Alors, y a-t-il dans l'œuvre de Barjavel un tant soit peu d'érotisme, plus ou moins intriqué (peut-être au sens de la physique quantique !) aux histoires d'amour (qui y sont
omniprésentes) ?
Et comment l'écriture, la sensibilité, et la pensée, de Barjavel ont-elles évolué sur ce thème ?
Nous avions vu en 2013 que son tout premier livre, retranscrivant ses conférences à Vichy et Moulins, Colette à la recherche de l'amour
abordait la question du point de vue… d'un tout jeune homme d'à peine vingt ans. Ce qu'une correspondante "d'un certain âge" lui avait fait savoir dans l'annexe qu'il a
intelligement intégrée au livre.
Mon enfant,
Je peux me permettre de vous appeler ainsi, car j’ai soixante six ans et pourrais être votre grand-mère. Je vous écoutais dans votre conférence de ces jours derniers.
J’avais tenu à vous entendre par curiosité. Comment alliez-vous vous tirer, vous, si jeune, d’une dissertation sur un sentiment que vous ne connaissez pas.
À votre âge on ne connaît rien de l'amour.
[…pourtant vous expliquiez] les raisons du renoncement d’une femme de soixante ans.
Ce n’est ni le manque de sensualité ni l’élan du cœur qui lui font défaut. Elle est simplement accablée par l'écœurement et le dégoût des façons d’agir et de penser de ces gentils petits animaux : les
hommes. Le cœur d’une femme est toujours jeune quand il peut se donner. Les sens existent toujours tant qu’existent le cerveau, la volonté.
Une grand-mère qui vous prie d’excuser son griffonnage et son bavardage et vous expédie des réflexions spontanées sans même les relire.
Pourtant, il connaissait déjà bien des choses de l'amour, puisque, à Nyons, comme il raconte dans La Charrette bleue, à propos de certaines nyonsaises (d'un âge sans doute canonique)… :
Elles sont deux ou trois par quartiers, parfois dans une seule rue, dont l'occupation principale est d'observer et commenter les vies privées.
[…] J'ai été quelque peu leur victime à l'âge de quatorze ans, l'âge de mes amours passionnées et innocentes.
J'étais Roméo mais je ne montais pas à l'échelle. Elles voyaient déjà la fille enceinte. Elle avait quinze ans.

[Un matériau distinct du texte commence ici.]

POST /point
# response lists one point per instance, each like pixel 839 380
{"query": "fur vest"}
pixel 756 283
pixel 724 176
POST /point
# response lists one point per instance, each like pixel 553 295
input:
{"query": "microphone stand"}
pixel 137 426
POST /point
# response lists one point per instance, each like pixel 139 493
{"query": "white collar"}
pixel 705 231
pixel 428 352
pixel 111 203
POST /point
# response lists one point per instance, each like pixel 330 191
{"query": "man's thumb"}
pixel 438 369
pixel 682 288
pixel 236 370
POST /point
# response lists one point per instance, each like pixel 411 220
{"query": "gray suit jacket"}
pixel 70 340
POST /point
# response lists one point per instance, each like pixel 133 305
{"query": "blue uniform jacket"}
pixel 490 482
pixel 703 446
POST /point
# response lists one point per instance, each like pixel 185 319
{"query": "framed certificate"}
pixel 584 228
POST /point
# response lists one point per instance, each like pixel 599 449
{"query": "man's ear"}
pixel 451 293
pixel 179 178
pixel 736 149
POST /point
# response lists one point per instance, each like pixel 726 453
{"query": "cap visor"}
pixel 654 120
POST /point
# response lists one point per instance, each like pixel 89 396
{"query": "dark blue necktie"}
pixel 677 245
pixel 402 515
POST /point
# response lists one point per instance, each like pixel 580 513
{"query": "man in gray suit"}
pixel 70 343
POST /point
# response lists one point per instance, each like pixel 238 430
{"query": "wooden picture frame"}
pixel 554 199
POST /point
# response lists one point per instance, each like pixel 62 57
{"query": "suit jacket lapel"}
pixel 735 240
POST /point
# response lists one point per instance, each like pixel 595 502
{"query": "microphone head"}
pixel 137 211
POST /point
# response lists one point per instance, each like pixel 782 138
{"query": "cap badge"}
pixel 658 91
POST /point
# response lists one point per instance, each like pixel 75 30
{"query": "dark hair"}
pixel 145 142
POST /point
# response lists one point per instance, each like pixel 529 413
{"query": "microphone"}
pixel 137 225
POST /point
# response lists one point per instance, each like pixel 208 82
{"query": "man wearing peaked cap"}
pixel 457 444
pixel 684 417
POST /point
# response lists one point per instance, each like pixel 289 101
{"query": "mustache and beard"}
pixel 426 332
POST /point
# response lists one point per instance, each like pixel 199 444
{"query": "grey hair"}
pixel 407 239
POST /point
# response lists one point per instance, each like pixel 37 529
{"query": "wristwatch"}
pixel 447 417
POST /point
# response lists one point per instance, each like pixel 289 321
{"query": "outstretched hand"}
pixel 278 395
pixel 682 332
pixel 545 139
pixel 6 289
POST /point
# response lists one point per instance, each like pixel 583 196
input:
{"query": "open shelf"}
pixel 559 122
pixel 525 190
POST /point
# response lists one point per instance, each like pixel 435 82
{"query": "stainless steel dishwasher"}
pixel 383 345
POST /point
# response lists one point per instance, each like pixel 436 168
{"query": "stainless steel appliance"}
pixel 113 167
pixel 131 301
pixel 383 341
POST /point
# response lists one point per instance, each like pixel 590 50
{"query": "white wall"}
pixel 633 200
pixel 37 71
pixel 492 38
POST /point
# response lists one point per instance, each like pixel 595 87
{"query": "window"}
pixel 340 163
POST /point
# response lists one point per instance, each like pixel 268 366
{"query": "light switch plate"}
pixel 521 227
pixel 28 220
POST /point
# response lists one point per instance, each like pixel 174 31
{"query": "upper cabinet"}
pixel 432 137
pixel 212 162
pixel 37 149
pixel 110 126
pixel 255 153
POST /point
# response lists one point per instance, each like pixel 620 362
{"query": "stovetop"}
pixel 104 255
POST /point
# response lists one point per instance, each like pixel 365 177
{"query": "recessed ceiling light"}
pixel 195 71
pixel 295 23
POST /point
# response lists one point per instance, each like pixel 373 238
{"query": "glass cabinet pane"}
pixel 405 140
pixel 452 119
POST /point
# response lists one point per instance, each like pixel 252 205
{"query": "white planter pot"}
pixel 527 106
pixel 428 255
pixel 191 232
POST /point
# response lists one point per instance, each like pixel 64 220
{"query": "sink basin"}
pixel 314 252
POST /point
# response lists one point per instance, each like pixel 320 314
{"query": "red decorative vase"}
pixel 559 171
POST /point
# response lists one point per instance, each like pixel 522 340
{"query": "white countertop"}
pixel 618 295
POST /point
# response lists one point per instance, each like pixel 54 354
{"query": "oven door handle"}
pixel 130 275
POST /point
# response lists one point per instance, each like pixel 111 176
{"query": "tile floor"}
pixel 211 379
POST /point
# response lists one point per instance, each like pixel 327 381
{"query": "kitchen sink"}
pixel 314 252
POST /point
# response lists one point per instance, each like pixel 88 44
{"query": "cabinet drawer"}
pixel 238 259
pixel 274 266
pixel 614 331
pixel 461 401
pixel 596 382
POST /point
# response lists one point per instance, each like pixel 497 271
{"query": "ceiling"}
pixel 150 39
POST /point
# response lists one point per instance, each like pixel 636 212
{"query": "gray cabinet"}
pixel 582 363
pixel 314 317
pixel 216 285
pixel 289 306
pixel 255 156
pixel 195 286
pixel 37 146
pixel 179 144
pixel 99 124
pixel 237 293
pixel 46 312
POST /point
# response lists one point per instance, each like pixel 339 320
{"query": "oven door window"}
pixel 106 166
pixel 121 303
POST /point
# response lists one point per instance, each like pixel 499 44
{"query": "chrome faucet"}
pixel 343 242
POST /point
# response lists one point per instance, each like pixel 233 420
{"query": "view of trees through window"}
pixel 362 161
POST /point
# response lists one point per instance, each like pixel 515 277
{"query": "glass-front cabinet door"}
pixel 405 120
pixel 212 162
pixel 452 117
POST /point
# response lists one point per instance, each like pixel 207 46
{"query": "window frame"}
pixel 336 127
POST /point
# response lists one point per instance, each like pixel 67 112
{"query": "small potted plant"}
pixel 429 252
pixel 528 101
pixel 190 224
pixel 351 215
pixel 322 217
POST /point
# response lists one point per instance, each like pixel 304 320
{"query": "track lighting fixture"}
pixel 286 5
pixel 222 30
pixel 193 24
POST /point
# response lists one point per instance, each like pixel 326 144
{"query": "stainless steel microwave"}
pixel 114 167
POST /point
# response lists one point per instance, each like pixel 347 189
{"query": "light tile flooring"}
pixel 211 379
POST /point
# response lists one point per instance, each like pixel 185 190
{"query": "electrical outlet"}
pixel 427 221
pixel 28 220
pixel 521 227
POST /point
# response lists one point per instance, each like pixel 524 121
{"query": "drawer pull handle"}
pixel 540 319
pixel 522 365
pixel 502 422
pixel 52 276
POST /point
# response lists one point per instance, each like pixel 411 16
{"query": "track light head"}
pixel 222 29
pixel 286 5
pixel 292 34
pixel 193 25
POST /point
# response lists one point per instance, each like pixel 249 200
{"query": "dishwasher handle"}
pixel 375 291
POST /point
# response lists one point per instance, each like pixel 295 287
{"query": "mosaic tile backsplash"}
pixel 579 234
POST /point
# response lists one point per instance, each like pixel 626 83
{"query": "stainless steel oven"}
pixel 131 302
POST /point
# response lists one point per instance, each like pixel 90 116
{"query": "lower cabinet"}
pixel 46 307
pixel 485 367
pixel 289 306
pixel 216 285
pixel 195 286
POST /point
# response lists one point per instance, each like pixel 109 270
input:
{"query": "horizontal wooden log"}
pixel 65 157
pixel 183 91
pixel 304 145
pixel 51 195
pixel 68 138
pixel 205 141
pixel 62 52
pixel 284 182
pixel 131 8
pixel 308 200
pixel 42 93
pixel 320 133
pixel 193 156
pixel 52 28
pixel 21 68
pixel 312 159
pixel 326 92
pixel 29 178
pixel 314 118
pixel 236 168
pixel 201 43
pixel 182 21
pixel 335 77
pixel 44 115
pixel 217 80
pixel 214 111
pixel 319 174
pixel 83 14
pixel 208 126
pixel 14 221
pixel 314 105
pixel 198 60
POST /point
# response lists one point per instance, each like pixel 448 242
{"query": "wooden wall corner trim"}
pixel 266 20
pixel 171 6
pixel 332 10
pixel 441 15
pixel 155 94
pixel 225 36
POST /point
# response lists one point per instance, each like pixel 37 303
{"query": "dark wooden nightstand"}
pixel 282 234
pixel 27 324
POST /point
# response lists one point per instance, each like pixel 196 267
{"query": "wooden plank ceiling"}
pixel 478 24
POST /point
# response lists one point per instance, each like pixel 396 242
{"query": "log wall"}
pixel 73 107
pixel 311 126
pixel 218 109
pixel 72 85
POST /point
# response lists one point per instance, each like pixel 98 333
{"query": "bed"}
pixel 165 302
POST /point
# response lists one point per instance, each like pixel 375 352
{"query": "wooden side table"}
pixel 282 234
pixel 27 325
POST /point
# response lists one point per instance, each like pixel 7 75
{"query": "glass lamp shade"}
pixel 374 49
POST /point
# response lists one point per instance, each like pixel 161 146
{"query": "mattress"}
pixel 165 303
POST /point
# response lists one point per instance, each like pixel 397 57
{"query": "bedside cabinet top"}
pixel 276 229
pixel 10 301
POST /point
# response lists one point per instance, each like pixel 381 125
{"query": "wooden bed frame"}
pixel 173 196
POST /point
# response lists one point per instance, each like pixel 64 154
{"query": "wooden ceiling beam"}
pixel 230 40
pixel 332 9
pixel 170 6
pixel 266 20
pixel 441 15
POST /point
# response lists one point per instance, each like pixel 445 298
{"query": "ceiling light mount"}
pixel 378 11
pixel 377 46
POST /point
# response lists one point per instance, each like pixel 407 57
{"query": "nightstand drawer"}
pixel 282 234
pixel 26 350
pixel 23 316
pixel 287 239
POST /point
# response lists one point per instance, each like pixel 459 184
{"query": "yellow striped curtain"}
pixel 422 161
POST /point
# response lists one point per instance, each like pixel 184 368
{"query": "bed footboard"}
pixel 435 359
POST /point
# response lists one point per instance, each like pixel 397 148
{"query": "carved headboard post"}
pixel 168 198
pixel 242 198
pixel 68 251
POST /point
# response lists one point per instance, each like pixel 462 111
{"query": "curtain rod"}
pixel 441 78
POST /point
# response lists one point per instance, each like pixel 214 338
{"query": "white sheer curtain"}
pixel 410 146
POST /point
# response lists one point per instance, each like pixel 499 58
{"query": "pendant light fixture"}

Je me promenais avec elle en lui tenant la main. Elles mesuraient de l'œil son tour de taille… C'est un peu
a cause d'elles que j'ai dû quitter Nyons pour devenir pensionnaire au collège de Cusset. Je devrais leur en
être reconnaissant, car mon séjour dans ce collège, comme élève puis comme pion,
sous la direction du
principal Abel Boisselier, le chef d'établissement le plus extraordinaire que l'Université française ait
jamais connu,
fut pour moi comme le séjour d'un bulbe dans un sable tiède, ensoleillé et arrosé d'engrais,
d'où j'allais jaillir à dix-huit ans, plus averti mais toujours aussi tendre, vers le grand ciel de l'amour et de la vie.
Ensuite, à Vichy, puis Moulins…
Mais considérons pour commencer son œuvre écrite, ses romans, essais et aussi articles - et interviews.
Ces cinquante années d'active vie littéraire montrent une évolution tant dans le contenu que dans l'esprit potentiellement érotique de Barjavel.
Bien sûr
Plus tard, en 1979, dans une interview à l'occasion de la diffusion du téléfilm Tarendol, Barjavel s'écrira, paraphrasant ce qu'on attribue à Flaubert) :
Tarendol, c'est moi !
Ce qui renforce voire confirme l'impression de récit autobiographique - au moins d'inspiration et avec les techniques littéraires propres à l'auteur -
se devinent déjà à la lecture.
Non, ce n'est pas un péché de désirer sa propre femme.
L'acte d'amour, sans désir et donc sans amour, devient uniquement acte de reproduction. Il faut bien perpétuer la vie, hélas, dit l'Eglise en se voilent la
face. C'est pourquoi elle autorise le mariage aux fidèles. Mais elle se hâte de l'interdire à ses prêtres.
L'union des époux, réduite à la nécessité de mettre en contact les cellules reproductrices devient alors, uniquement, une injection… Pouah !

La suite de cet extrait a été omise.